How Does Encryption Help in Processing Data Securely?
Traditionally, data is protected at-rest and in-transit but not while being processed. With Trusted Execution Environments (TEEs), you can process protected data in secure enclaves. Data can be encrypted anywhere and then decrypted only in this safe environment. Granular controls can be built in, for example a particular piece of data can only be decrypted for a particular use case and by a particular individual for an additional control layer that complements zero-trust solutions. Our co-founder Gavin Uhma brings together several paradigms succinctly below:
What this means is that data should be encrypted before it goes anywhere. Historically, the challenge has been that data must be decrypted, or made human-readable, for applications such as machine learning models to use it, and privacy can be compromised if there’s a data breach. Confidential Computing, the practice of using hardware based secure enclaves, changes this paradigm because that decryption and processing happens in a hardware-based isolated environment with extremely limited networking and access.

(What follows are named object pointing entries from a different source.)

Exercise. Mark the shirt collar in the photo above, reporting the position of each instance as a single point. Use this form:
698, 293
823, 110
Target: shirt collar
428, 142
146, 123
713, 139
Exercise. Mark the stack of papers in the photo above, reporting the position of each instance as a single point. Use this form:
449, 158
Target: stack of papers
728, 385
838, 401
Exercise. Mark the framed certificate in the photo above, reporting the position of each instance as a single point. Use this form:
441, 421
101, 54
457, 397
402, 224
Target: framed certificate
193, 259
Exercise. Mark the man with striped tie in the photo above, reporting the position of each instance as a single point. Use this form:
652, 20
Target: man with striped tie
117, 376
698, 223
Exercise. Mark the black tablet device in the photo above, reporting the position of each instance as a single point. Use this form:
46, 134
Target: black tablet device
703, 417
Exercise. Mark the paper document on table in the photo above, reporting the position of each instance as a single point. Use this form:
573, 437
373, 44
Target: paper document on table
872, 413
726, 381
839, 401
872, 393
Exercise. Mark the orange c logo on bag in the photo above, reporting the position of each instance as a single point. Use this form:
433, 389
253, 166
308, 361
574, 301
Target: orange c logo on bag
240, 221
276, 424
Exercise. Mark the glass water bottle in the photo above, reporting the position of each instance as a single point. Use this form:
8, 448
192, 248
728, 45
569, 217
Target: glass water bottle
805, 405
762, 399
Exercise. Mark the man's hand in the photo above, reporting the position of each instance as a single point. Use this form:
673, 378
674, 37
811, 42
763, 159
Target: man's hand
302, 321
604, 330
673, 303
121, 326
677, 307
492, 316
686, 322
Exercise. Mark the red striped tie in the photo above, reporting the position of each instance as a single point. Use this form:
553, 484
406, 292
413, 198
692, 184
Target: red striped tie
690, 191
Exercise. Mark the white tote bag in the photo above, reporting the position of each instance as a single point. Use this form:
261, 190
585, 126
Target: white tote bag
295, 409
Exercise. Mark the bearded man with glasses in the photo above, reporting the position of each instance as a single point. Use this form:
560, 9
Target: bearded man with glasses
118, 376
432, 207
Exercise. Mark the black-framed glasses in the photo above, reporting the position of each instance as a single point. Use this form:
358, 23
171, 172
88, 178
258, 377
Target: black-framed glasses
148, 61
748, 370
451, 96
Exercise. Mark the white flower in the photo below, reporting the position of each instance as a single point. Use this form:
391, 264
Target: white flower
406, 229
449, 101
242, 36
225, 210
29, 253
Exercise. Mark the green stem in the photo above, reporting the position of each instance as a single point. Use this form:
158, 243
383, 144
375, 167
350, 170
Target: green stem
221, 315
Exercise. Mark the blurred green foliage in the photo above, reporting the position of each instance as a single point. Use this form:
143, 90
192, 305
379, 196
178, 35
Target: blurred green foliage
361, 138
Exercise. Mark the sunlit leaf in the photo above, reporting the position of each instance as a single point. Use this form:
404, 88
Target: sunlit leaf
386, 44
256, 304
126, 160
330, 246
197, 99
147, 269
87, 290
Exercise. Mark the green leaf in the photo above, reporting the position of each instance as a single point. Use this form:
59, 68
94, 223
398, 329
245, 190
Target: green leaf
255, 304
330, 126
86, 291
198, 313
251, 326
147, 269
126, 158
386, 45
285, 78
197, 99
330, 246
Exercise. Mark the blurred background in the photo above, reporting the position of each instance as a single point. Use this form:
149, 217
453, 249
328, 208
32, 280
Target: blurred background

In a real world example that is far less silly than me liking marshmallows, say a university wants to do medical research. This may require data from medical records from multiple places, such as the records in your doctor’s office. Moving this data, think of a physical file in the real world being left in a taxi as in the plot of many movies, can be fraught with danger in the digital world as well. Encrypting the data so even if it’s lost protects it, but if it’s decrypted in order to be processed and then someone loses control of it by accident or negligence, your data is out there. Decrypting in a secure enclave means that the data is safe. The data is never stored in its unencrypted form and unencrypted forms are destroyed from memory when finished.
Right now this technology is not accessible, so Cape’s mission is to empower developers and their organizations to use encryption with secure enclaves so they can protect data and make use of it in areas where privacy is fraught but the rewards could be great.